0.8

7.7K 421 34
                                    

Bankta oturmuş gözlerim kapalı bir şekilde sessizliği karşılamaya devam ederken bir hareketlenme hissettim.

Başımı kaldırıp sesin geldiği tarafa baktığımda Harun abim ve Poyraz Yüzbaşının konuştuğunu fark ettim.

Onlardan gözümü çekecekken Poyraz Yüzbaşı beni fark etti ve bir süre yüzüme baktı.

Ayaklandığım sıra Harun abim de beni fark etmişti.

Yanlarından geçecekken ilk önce her ikisine de selam verdim.

"Rahat!" Diyen Harun abimle rahata geçip baş selamı vererek uzaklaşacaktım ki, Harun abim tekrar konuştu.

"Mevsim.. abim, gel seninle abi kardeş konuşalım." Atacağım adım havada kalırken gözlerim doldu.

Abi, kardeş..

Bana uzak iki kelimeydi ve bu kelimeler bir arada kullanıldığı zaman içim cız ediyordu.

Abim ayda bir arardı, ilk zamanlar ben hep arasam da beni geçiştirdiği için çok uzun zamandır o aramasa asla aramıyordum.

Evlenmişti iki çocuğu vardı ve beni çok seviyorlardı.

Karısıyla bir derdim yoktu ama benden haz etmediğinin gayet farkındaydım.

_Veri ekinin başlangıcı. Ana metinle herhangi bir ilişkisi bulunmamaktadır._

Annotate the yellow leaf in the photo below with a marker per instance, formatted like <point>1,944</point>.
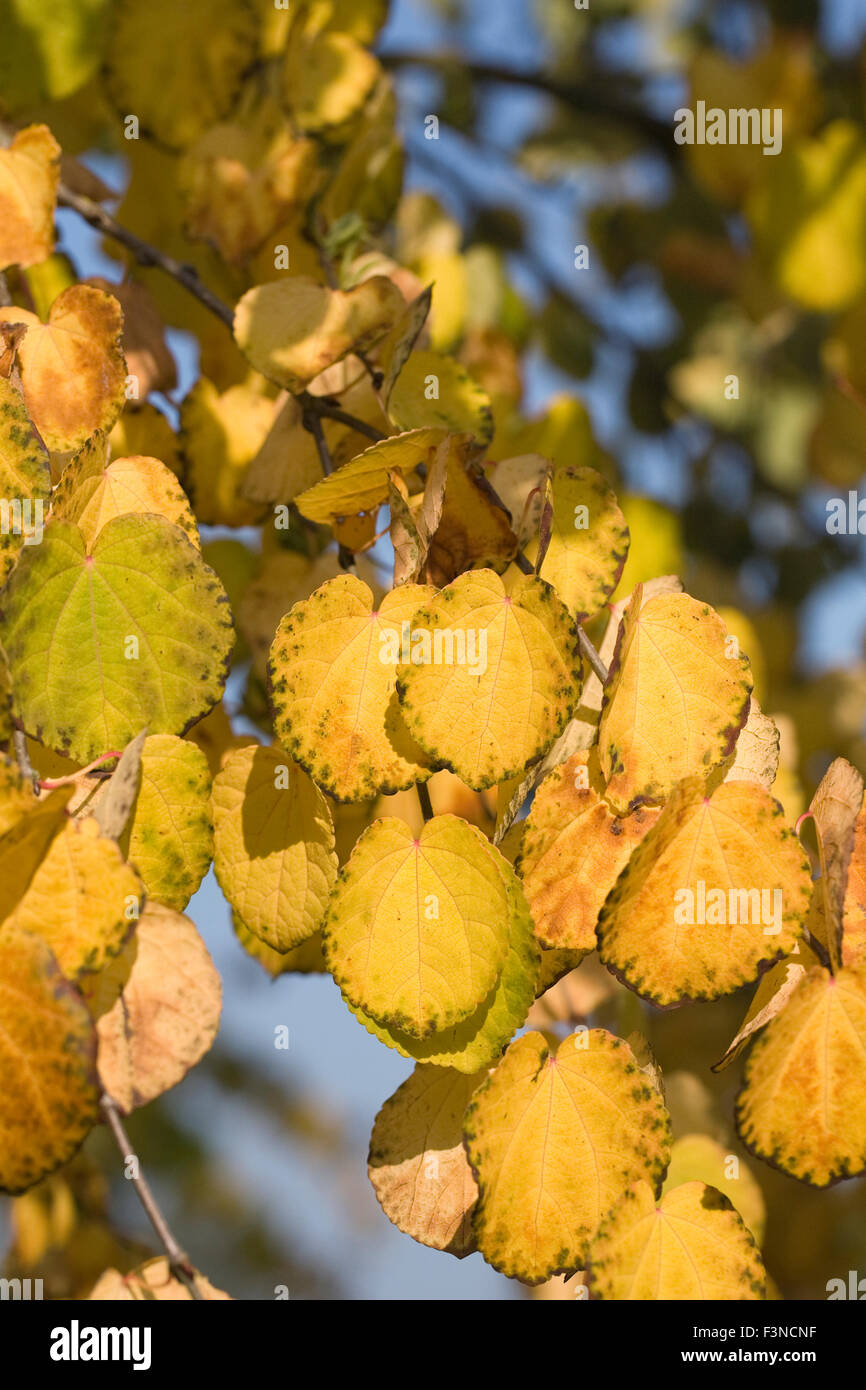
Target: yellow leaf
<point>293,328</point>
<point>801,1107</point>
<point>434,391</point>
<point>417,930</point>
<point>417,1164</point>
<point>149,1282</point>
<point>72,367</point>
<point>674,701</point>
<point>49,1098</point>
<point>332,674</point>
<point>362,484</point>
<point>305,959</point>
<point>29,173</point>
<point>811,210</point>
<point>572,855</point>
<point>327,78</point>
<point>92,492</point>
<point>552,1137</point>
<point>688,1246</point>
<point>164,1015</point>
<point>220,437</point>
<point>492,677</point>
<point>84,900</point>
<point>588,542</point>
<point>699,1158</point>
<point>273,845</point>
<point>198,54</point>
<point>716,891</point>
<point>478,1040</point>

Gözlerimin dolduğunu hissettiğimde sıkıca kapatıp açtım ve yüzüme bir gülümseme yerleştirdim.

Arkamı dönüp Harun abiye baktım.

Poyraz komutan az önce uzaklaştığı için rahattım.

Harun abim bana dikkatle bakıyor, tepkilerimi ölçüyordu.

Hüzünlü bakıyordu, gülümsememi yüzümde sabitleyip yanına gittim.

"Konuşalım abi." Dedim banklardan birine oturarak.

Derin bir nefes alarak yanıma geldi ve bankın diğer köşesine oturdu.

Gözlerimi yere diktim, kalbim çok hızlı atmaya başlamıştı, ağlayacağımı bildiğim için derin derin nefesler alıyordum.

"İyi misin Mevsim?" Gözlerimin dolduğunu anladığımda boğazımı temizleyip sırtımı dikleştirdim.

"Gayet iyiyim abi, sen nasılsın?" Gülümseyerek kurduğum cümleyle, bakışları yüzümde gezindi ve başını olumsuz anlamda salladı.

"Herkesi mutlu olduğuna inandırabilirsin Mevsim, beni değil, çocukluğundan beri tanıyorum seni, beni bir gülümsemeyle kandırabileceğini mi sanıyorsun!?" Dediğine gülmek istedim.

Bakışlarımı yere sabitleyip ellerimi birbirine kenetledim, beni kimse anlasın istemiyordum.

Zaten bilinen şeylerin tekrar konuşulması, benim canımı yakmaktan başka bir işe yaramazdı.

"Kimseye mutlu olduğunu kanıtlamak zorunda değilsin kardeşim, kimseyi mutlu etmek zorunda da değilsin!" Sessizce onu dinlemeye devam ettim.